Codes, Laws & Regulations for the Professional Locksmith

Today’s security professional must have a firm grasp on all of the codes that affect how they go to market.


In 1998, all three of the model code associations merged to form one unified group. The code groups that merged were BOCA (Building Officials Code Administrators), UBC (Uniformed Building Code), and SBC (Standard Building Code). They then formed the International Code Congress who produces the IBC (International Building Code) and IFC (International Fire Code).

These codes are voted into law within your state. Another important code association is called NFPA (National Fire Protection Association). NFPA is the standard for Life Safety Codes, Fire Systems Codes, National Electric Codes, and Access Control System Codes. You will find that NFPA ties directly to the state building codes as they must work hand and hand.

In 2007 NFPA introduced NFPA 80. This was a total rewrite of the standard for door and window assemblies. The big change was the new mandatory “Fire Door Assembly Inspection Service.” This new requirement puts the burden onto the facilities to conduct an annual inspection of critical fire door assemblies and have a written report available for the code official when they make their annual visit. The big hold up with putting this new requirement into the building and fire standard is that most of the state building codes are ICC controlled so in 2009 ICC introduced the 2009 IFC (International Fire Code) to be piggy backed with the IBC building code that is the law in most states.

ALOA will be releasing their new Fire Door Assembly Inspection (FDAI) course in January 2010 with a new PRP (proficiency registration program) to go with it. This program will be scheduled as a 16 hour course at this time but may be adjusted after discussions with accreditation organizations to meet their guidelines.

Two other organizations in our industry currently offer Fire Door Assembly Inspection classes; the Door Hardware Institute (www.dhi.org) and the International Fire Door Inspector Association (www.ifdia.org). DHI has stated prerequisite courses in order to take the FDAI course. It is a good idea to find out about the DHI FDAI course prior to registering for it.

The International Fire Door Inspector Association requires a prospective locksmith to take a free, timed exam online to determine knowledge levels. Upon successful completion of the examination, the locksmith can sign up for the online accredited course, estimated to take between 22-25 hours. According to IFDIA, the course includes a free membership in the IFDIA, along with free online report writing tools and advertising opportunities.

DHI has a contract with Intertek (owners of the Warnock Hersey mark) to provide “certification” of their students.

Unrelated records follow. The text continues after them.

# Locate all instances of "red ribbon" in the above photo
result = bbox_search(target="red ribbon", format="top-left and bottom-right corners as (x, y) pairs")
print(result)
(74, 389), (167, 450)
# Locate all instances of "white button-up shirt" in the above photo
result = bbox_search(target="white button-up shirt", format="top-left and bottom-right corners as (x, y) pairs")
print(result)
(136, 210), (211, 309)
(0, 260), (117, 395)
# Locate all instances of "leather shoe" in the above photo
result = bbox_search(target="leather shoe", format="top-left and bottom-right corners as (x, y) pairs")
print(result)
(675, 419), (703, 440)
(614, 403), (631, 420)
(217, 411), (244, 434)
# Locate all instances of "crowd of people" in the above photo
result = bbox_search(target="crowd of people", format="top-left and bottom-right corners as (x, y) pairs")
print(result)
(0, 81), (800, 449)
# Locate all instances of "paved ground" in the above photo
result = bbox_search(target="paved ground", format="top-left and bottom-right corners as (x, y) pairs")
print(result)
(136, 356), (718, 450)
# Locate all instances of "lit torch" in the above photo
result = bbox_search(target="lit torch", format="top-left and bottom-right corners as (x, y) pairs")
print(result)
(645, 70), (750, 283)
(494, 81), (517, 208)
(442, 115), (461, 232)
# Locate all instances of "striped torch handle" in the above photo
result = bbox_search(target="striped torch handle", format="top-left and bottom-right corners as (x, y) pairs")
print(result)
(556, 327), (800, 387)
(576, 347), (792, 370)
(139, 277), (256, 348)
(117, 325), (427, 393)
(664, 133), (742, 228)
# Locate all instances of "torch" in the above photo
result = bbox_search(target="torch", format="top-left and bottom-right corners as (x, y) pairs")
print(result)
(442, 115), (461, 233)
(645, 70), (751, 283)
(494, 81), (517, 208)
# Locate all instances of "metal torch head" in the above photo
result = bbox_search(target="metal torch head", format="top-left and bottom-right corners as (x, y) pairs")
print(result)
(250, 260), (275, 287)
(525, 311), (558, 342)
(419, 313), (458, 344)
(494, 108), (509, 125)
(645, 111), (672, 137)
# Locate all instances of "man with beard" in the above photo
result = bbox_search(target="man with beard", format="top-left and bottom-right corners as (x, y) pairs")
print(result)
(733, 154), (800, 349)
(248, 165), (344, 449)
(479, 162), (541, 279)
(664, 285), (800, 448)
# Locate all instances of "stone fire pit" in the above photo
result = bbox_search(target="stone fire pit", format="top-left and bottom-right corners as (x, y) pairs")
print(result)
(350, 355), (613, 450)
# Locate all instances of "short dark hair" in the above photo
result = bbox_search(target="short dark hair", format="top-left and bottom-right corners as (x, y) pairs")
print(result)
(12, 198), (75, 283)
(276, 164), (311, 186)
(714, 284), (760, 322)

IFDIA has accreditation of their online curriculum provided by International Accreditation Services, whose parent company, the International Code Council is responsible for writing the IFC (as discussed previously). ALOA is in the process of completing their curriculum for a two day Fire Door Assembly Inspector course. ALOA is applying for accreditation through existing accreditation services and hope to have this completed in the first quarter of 2010.

These courses are fee based. However, there are no required courses for being a Fire Door Assembly Inspector. An individual can be a Fire Door Inspector if he or she has the knowledge and experience. This would entail knowledge of fire doors, frames, and all hardware associated with the proper application and operation on these assemblies.

Without sufficient experience, most local authorities having jurisdiction (LAHJs) cannot personally gauge your proficiency as an inspector. This is where these various courses provide value. Although the LAHJ is not required to accept any report, they are more likely to accept one from someone who has been vetted by a third party.

There can be a conflict of interest if a locksmith acts as both a Fire Door Assembly Inspector and the company that provides the necessary repairs. I would consider making it a policy to not bid on the necessary repairs for any project that you conducted a fire door assembly inspection and provided a written report that you charged a fee to the owner. Doing the inspection for free so that you can obtain the necessary repairs is also unethical. It is not unethical to bid a job based on your experience to bring an opening up to code.